Whiteboard | 04:54
Center-out: You've got to have a brain
Offering the right solution at the right time takes intelligence. Watch Don Schuerman explain how Center-out® business architecture uses a centralized, AI-powered "brain" to inform next-best actions that meet customer needs and empower agents – no matter when, where, or how a journey begins.
This is part 2 of the "Building a business architecture" video series. Watch part 2a: “The different forms and uses of the “brain.”
Transcript:
When you approach your business architecture from the center out, it means you avoid the mistakes of hard coding logic into each of your channels, creating disconnected experiences that are hard and expensive to change. It also means you avoid the mistake of starting at the bottom, trying to contort your product-centric systems and databases to reflect a customer journey that they really aren't agile enough to support.
Instead, a center-out business architecture starts in the center with your customer, most importantly with the outcomes that that customer is trying to achieve, and you map out the journey or what we call the micro journey, the elements of that larger journey that are tied directly to a specific outcome and get a customer there quickly and efficiently.
So how do you build this center-out business architecture? Well, it turns out one of the first things you need is a brain. You need computer intelligence that can operate across all your channels, make the decisions that help you actually satisfy your customer in a proactive, even preemptive way, and ensure that the work gets done efficiently and according to your rules and regulations, and that brain can take different forms. It might guide agents to the best way to troubleshoot a problem or assist a customer. It may consist of NLP, or natural language processing, which is able to take unstructured text, like an email or a document, and categorize it, pull out the customer intent, even pull out pieces of information like a name or an account number. It may take the form of business rules, which are absolutely essential for applying your rules and regulations and assuring that, if you're in a highly regulated industry, you're operating according to those policies, and that brain may take the form of predictive or adaptive analytics.
Predictive analytics is a form of machine learning where humans help mine the data to find patterns so that the system can make decisions. Adaptive analytics is machine learning that's self-learning, that operates on a feedback loop and optimizes over time, and you may pull those two together to drive what we call the next best action.

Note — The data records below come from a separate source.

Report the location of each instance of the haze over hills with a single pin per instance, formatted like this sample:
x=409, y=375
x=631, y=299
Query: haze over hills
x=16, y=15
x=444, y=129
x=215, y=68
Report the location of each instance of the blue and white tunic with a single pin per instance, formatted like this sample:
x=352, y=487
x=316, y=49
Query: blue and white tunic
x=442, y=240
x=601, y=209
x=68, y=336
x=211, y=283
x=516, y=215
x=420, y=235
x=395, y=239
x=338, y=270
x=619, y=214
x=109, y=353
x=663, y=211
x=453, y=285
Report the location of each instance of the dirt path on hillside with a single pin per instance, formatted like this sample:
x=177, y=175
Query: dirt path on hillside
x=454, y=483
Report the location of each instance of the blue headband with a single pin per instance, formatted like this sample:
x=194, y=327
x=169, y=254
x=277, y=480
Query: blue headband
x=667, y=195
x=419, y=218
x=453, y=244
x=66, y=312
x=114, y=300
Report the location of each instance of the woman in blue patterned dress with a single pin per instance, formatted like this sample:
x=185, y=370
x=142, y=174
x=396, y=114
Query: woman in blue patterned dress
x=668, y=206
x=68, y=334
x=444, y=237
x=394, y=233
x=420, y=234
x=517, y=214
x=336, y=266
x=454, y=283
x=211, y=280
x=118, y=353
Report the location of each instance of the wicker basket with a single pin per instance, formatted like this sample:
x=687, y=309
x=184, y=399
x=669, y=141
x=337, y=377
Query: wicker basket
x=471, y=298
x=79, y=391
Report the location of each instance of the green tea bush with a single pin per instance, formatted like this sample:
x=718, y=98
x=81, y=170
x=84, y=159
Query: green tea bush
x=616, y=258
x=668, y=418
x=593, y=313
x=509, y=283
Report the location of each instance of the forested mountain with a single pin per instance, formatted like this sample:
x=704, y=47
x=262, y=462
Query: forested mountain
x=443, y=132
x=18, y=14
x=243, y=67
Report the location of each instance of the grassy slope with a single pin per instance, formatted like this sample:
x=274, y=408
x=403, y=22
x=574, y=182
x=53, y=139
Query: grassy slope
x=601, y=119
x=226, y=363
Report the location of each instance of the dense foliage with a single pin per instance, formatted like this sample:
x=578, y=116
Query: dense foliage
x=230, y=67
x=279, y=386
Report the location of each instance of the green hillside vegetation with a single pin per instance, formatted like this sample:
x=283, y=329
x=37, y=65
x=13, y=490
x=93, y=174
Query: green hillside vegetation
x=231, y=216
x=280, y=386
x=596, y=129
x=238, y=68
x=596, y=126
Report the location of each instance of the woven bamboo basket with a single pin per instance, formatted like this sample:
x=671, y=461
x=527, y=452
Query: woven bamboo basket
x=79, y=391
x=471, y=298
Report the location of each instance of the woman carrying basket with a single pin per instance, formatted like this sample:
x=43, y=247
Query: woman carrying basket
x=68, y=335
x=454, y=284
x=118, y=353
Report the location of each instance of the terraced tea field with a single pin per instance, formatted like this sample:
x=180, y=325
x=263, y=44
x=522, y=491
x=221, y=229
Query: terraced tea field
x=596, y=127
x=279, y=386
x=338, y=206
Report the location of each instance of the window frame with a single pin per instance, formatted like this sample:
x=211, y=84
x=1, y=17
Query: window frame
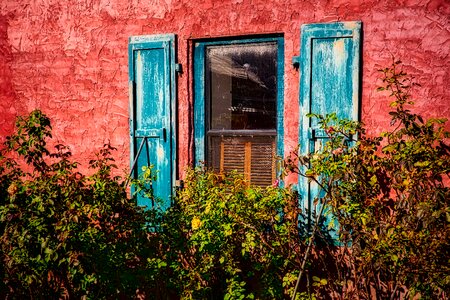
x=200, y=107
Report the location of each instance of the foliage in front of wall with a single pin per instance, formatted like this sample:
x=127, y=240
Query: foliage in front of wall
x=64, y=234
x=232, y=241
x=391, y=197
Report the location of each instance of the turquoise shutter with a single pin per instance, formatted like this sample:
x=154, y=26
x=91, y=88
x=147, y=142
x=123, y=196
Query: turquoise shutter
x=152, y=111
x=329, y=82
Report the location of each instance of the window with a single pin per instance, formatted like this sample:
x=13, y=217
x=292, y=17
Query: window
x=239, y=106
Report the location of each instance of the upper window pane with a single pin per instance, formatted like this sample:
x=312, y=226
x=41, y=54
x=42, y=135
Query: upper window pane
x=241, y=86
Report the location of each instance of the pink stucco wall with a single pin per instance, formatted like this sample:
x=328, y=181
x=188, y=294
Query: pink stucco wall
x=69, y=58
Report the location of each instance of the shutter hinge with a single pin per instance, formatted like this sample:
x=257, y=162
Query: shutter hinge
x=296, y=61
x=178, y=68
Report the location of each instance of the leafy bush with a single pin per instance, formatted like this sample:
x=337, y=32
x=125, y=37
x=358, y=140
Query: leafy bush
x=390, y=195
x=64, y=234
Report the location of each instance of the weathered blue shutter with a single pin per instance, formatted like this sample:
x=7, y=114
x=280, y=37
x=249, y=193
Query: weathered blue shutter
x=152, y=111
x=329, y=83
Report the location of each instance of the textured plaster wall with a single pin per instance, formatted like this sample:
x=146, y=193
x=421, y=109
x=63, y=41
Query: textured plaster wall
x=69, y=58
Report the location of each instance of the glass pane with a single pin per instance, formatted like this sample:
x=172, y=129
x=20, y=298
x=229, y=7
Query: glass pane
x=241, y=86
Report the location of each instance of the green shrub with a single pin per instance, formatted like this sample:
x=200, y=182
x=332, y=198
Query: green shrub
x=63, y=233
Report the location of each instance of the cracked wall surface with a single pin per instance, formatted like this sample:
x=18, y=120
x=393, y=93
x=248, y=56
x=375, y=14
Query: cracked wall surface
x=69, y=58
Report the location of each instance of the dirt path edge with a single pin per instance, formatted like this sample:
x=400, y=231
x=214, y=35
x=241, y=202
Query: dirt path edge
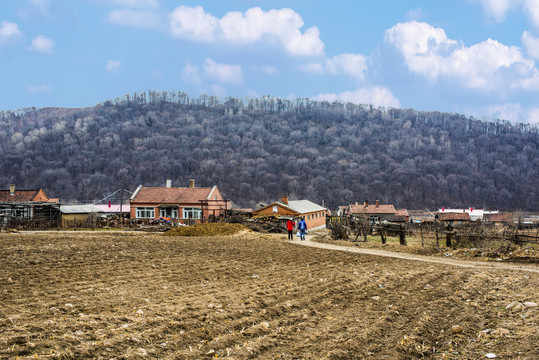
x=424, y=258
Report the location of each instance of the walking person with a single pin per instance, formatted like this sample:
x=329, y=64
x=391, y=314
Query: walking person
x=290, y=228
x=302, y=226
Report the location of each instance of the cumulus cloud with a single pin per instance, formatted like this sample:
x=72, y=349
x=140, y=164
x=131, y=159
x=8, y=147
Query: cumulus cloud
x=148, y=4
x=223, y=73
x=8, y=31
x=113, y=66
x=489, y=65
x=43, y=44
x=135, y=18
x=531, y=44
x=496, y=8
x=255, y=25
x=38, y=89
x=375, y=95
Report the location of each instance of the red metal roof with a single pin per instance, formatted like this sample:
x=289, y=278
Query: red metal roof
x=184, y=195
x=19, y=196
x=454, y=216
x=372, y=209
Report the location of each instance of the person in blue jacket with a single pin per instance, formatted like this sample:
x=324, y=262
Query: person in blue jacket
x=302, y=227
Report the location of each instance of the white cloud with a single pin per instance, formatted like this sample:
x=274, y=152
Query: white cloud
x=415, y=14
x=489, y=65
x=313, y=68
x=135, y=18
x=375, y=95
x=114, y=66
x=148, y=4
x=496, y=8
x=223, y=73
x=8, y=31
x=43, y=44
x=531, y=44
x=38, y=89
x=255, y=25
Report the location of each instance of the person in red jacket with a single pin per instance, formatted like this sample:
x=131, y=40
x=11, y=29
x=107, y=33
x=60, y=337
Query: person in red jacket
x=290, y=228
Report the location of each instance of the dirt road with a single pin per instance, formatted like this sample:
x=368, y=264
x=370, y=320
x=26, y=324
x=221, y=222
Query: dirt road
x=423, y=258
x=252, y=296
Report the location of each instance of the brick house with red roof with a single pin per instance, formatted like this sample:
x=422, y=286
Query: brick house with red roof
x=180, y=204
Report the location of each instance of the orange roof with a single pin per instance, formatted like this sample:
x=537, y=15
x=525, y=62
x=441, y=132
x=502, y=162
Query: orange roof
x=19, y=196
x=184, y=195
x=372, y=209
x=454, y=216
x=500, y=217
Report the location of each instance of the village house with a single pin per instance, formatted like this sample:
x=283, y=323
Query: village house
x=314, y=214
x=374, y=213
x=28, y=208
x=178, y=204
x=474, y=214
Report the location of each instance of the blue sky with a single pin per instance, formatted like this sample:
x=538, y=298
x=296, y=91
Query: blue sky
x=473, y=57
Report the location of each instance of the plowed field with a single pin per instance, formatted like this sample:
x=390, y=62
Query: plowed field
x=250, y=296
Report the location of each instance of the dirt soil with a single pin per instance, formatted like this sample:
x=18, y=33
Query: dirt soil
x=251, y=296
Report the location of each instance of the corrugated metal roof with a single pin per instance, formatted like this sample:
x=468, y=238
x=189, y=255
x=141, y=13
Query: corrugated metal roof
x=20, y=195
x=114, y=208
x=163, y=195
x=372, y=209
x=302, y=206
x=79, y=209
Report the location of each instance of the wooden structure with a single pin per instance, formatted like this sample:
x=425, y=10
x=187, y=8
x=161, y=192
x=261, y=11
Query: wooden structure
x=28, y=209
x=375, y=213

So how do you figure out in real time, across all channels what's the right conversation to have with a customer? Maybe recommend a new product, maybe help them with service, maybe simply say hello, but what's the action, the next best action that's going to drive the most value, both for the customer and for your business?
Now, in any architecture, you're gonna have multiple places where there's intelligence. There may be intelligence down in your ERP system. There may be some intelligence in your database. Heck, you may have a CRM system that is making batch calculations to figure out potential lifetime value of a customer, but what's important is that you have a brain that acts as the single arbitrator, pulling all that information together, and then going across all your different channels to ensure that, whenever you talk to a customer, you're having a consistent conversation and you're operating in real time based on the latest things that you know about them, and when you can do this, the results are incredible.
Commonwealth Bank of Australia, or CBA, has a customer brain that they've deployed in a center-out architecture across 18 different channels. So that's things like their website, but that's also their branch, their contact center, their mobile app. They use that brain to drive 20 million customer decisions a day, figuring out, in real time, the right action, the right conversation to have, and that has helped them grow their net promoter score, which is sort of a customer satisfaction number, to be 12 points higher than their nearest competitor. That's the incredible result of a center-out business architecture with a brain.
Now, in order for that brain to be really effective, it needs two things. First, it needs context. It needs to understand where the customer is on their particular journey or micro journey, and next, it needs muscle, it needs automation, it needs the ability to get work done, and context and muscle demand case management. So that is what we will talk about next.